In child’s pose, I could often smell booze leaking out my pores. I taught sporadically in-between rehab stints but could never grow a class or keep a following. My dependence on alcohol got worse each time I relapsed, and I required Valium or Librium to prevent seizures while I detoxed. I was kicked out of three halfway houses for drinking or drugging, and, after replacing booze with cough syrup for a time, passed through two locked psychiatric wards.
Yoga is a wonderful system of personal transformation and optimal health, but expecting it to cure the disease of addiction inside me was a mistake.
I had to surrender to the fact that yoga alone would not help me keep the drink down, that I needed to walk the path of recovery so many before me had successfully tread. This meant going to 12-Step meetings, getting a sponsor, and working the steps. It also meant seeking therapy to work on deeper issues.
Yoga could help me along, but it wasn’t and never will be, the magic pill to make me well.
We have to watch our expectations of yoga and seek outside help when problems are too large to self-heal. In the beginning of my yoga journey, part of the appeal was its focus on the individual and the inner divine.

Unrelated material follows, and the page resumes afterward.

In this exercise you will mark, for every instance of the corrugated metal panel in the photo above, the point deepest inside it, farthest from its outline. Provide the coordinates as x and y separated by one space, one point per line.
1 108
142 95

I liked the idea that everything I needed was already inside me—it helped justify my resistance to outside help.
The feeling was always, “I’ve got this.” But I didn’t.
It is painfully obvious to me now that yoga is not the solution to any serious behavioral or mental health problem, at least not on its own. Today, yoga is still my passion, but I do not turn to it to stay sober. I use yoga as a tool to promote my physical health and mental well-being, but I also integrate other tools that have worked for people before me.
I read recovery literature. I take suggestions from others in sobriety. I go to meetings where we share our experience, strength, and hope. I don’t pick up a drink or drug one day a time, and I haven’t had to do so for years.
Before I got sober, my relationship with yoga was strained by disappointment and unmet expectation. It was like loving an emotionally unavailable man who could meet none of my needs.
Today, because I don’t go to yoga for help in recovery, my engagement with the practice is more fulfilling than I ever imagined possible.
I am able to teach people in my community, write honestly about the tradition, and maintain a personal practice that helps me feel whole. Counter to what I once thought, the less I lean on yoga to heal me, the more it supports me in healing myself and letting others help along the way.
Also, my mat no longer stinks of booze-sweat. Which is nice.